ROpenSci offers nice R language bindings for the PLOS (I’m more used to PLoS but I’ll go with it) API, called rplos. There’s no particular reason to limit the search to PLOS journals but rplos seems significantly more straightforward to work with than pubmed API packages I’ve used in the past like RISmed.

Additionally the PLOS group contains two journals of particular interest to me:

  • PLOS Computational Biology — a respectable specialist journal in my field; have bioinformatics articles been particularly susceptible to author inflation?
  • PLOS ONE — the original mega-journal. I wonder if the huge number of articles published here show different trends in authorship over time.

The only strange part of the search was at the PLOS API end. To search by the publication_year field you need to supply both a beginning and end date range, in the form:

publication_date:[2001-01-01T00:00:00Z TO 2013-12-31T23:59:59Z]

A tad verbose, right? I can’t imagine wanting to search for things published at a particular time of day. A full PLOS API query using the rplos package looks something like this:

searchplos(
  # Query: publication date in 2012
  q  = 'publication_date:[2012-01-01T00:00:00Z TO 2012-12-31T23:59:59Z]', 

  # Fields to return: id (doi) and author list
  fl = "id,author", 

  # Filter: only actual articles in journal PLOS ONE
  fq = list("doc_type:full",
            "cross_published_journal_key:PLoSONE"), 

  # 500 results (max 1000 per query)
  start=0, limit=500, sleep=6)

A downside of using the PLOS API is that the set of journals are quite recent, PLOS ONE started in 2006 and PLOS Biology was only a few years before in 2003, so it’ll only give us a limited window into any long-term trends.

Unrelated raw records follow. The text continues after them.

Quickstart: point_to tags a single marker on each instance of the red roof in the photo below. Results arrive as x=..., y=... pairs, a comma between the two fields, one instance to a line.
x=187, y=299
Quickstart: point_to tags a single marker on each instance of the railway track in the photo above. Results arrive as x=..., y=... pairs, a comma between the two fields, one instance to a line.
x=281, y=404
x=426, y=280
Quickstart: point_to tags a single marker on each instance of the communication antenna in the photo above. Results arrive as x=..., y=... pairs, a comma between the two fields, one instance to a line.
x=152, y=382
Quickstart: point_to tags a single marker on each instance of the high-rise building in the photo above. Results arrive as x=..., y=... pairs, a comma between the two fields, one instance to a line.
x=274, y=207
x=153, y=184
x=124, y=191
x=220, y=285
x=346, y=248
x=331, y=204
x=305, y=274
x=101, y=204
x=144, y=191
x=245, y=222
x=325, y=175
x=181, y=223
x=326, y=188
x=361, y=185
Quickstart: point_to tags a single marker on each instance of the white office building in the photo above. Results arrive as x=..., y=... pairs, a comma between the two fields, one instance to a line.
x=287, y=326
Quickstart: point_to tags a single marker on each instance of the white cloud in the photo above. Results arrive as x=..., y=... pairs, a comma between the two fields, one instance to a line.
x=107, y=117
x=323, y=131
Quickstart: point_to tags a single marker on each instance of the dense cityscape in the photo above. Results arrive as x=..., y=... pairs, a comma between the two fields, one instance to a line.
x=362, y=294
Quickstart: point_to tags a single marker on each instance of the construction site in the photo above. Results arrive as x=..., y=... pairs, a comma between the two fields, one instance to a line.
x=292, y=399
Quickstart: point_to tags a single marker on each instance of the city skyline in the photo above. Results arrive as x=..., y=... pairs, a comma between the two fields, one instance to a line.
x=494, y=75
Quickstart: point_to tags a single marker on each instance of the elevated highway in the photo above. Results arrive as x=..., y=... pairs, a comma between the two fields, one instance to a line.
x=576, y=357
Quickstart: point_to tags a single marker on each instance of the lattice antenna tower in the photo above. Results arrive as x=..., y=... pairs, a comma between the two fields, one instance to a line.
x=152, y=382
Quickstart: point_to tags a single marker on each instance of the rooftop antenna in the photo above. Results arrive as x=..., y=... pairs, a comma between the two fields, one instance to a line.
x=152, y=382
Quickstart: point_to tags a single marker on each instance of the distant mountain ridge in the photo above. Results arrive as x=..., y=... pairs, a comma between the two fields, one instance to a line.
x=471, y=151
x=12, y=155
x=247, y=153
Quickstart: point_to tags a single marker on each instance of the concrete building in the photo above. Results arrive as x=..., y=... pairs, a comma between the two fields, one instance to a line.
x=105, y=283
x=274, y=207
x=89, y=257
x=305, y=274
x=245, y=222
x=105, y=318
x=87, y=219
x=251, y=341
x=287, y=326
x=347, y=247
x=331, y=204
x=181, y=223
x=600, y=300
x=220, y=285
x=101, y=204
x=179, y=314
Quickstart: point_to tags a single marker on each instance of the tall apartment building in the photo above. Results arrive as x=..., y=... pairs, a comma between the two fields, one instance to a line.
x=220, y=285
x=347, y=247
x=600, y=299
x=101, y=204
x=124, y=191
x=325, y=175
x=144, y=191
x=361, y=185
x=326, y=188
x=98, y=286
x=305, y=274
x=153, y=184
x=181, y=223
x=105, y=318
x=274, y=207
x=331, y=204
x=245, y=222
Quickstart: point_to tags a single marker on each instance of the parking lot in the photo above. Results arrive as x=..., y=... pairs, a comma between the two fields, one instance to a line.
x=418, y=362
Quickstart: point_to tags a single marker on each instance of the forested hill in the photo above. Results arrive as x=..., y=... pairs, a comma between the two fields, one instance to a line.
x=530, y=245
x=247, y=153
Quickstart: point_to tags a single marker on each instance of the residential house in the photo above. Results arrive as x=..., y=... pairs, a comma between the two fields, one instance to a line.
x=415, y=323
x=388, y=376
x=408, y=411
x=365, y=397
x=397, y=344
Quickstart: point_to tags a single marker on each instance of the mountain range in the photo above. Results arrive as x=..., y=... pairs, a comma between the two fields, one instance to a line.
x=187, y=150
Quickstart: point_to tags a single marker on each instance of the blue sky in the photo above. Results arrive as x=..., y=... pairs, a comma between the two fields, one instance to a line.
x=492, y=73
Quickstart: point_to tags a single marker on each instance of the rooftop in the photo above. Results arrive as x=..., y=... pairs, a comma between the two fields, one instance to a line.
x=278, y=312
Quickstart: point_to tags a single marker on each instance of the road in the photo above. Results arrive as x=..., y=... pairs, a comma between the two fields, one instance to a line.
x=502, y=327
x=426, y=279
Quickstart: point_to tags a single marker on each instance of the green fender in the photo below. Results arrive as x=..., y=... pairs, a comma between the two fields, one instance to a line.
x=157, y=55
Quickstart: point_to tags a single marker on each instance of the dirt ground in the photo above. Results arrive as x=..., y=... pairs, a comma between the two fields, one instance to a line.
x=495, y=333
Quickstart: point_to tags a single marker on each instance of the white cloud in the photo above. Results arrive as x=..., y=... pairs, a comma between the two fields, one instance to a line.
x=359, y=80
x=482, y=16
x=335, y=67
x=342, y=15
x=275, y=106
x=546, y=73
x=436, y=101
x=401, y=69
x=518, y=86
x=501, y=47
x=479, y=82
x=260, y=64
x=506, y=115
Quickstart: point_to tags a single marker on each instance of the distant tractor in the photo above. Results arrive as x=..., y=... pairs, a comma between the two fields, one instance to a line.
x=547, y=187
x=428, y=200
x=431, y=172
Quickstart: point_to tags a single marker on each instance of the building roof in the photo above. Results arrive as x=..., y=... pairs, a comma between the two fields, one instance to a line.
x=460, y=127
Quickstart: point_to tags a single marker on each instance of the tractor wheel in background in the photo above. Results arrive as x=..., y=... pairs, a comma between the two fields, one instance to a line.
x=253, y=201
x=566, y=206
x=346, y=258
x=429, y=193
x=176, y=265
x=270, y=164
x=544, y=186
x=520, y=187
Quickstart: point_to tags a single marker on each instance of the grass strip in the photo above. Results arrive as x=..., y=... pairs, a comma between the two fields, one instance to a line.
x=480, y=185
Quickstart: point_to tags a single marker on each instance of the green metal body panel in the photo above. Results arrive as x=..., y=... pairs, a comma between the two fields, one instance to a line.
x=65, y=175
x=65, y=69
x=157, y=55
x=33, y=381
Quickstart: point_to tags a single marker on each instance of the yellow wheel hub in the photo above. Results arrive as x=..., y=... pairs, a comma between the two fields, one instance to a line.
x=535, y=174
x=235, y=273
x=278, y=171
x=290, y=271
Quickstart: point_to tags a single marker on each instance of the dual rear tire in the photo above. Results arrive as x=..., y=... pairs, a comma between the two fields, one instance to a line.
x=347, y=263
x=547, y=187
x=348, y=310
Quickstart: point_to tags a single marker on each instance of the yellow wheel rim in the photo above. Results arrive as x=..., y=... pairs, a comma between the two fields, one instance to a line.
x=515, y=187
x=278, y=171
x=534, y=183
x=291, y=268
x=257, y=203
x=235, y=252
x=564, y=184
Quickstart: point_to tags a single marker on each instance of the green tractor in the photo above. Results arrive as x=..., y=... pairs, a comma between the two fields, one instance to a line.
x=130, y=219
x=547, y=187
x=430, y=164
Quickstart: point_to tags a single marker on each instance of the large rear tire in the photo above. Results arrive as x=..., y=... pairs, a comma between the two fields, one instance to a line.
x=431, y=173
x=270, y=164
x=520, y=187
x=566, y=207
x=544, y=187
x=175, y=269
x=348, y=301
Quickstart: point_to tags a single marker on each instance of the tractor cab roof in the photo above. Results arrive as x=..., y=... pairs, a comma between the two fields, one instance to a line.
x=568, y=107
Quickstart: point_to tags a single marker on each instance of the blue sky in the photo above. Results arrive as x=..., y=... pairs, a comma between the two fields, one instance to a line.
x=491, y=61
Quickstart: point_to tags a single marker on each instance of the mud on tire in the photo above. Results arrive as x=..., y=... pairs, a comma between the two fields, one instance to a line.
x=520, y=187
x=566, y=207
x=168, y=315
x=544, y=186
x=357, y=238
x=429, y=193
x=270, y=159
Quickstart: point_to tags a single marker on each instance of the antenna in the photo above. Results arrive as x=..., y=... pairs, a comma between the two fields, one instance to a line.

Distribution of author counts

Before looking at inflation we can compare the distribution of author counts per paper between the journals:

Distribution of author counts
ECDF per journal

Possibly more usefully — but less pretty — the same data be plotted as empirical cumulative distribution functions (ECDF). From these we can see that PLOS Biology had the highest proportion of single-author papers in my sample (n = ~22,500 articles overall) followed by PLOS Medicine, with PLOS Genetics showing more high-author papers at the long-tail of the distribution, including the paper with the most authors in the sample (Couch et al., 2013 with 270 authors).

Author inflation

So, in these 6 different journals published by PLOS, how has the mean number of authors per paper varied across the past 7 years?

PLOS author inflation

Above I’ve shown yearly means plus their 95% confidence intervals, as estimated by a non-parametric bootstrap method implemented in ggplot2. Generally from this graph it does look like there’s a slight upward trend on average, though arguably the mean is not the best summary statistic to use for this data, which I’ve shown is not normally distributed, and may better fit an extreme value distribution.

The relationship between publication date and number of authors per paper become clearer if it’s broken down by journal:

Author inflation regression

Here linear regression reveals a significant positive coefficient for year against mean author count per paper, as high as .52 extra authors per year on average, down to just .06 a year for PLOS ONE. Surprisingly the mega-journal which published around 80,000 papers over this time period seems least susceptible to author inflation.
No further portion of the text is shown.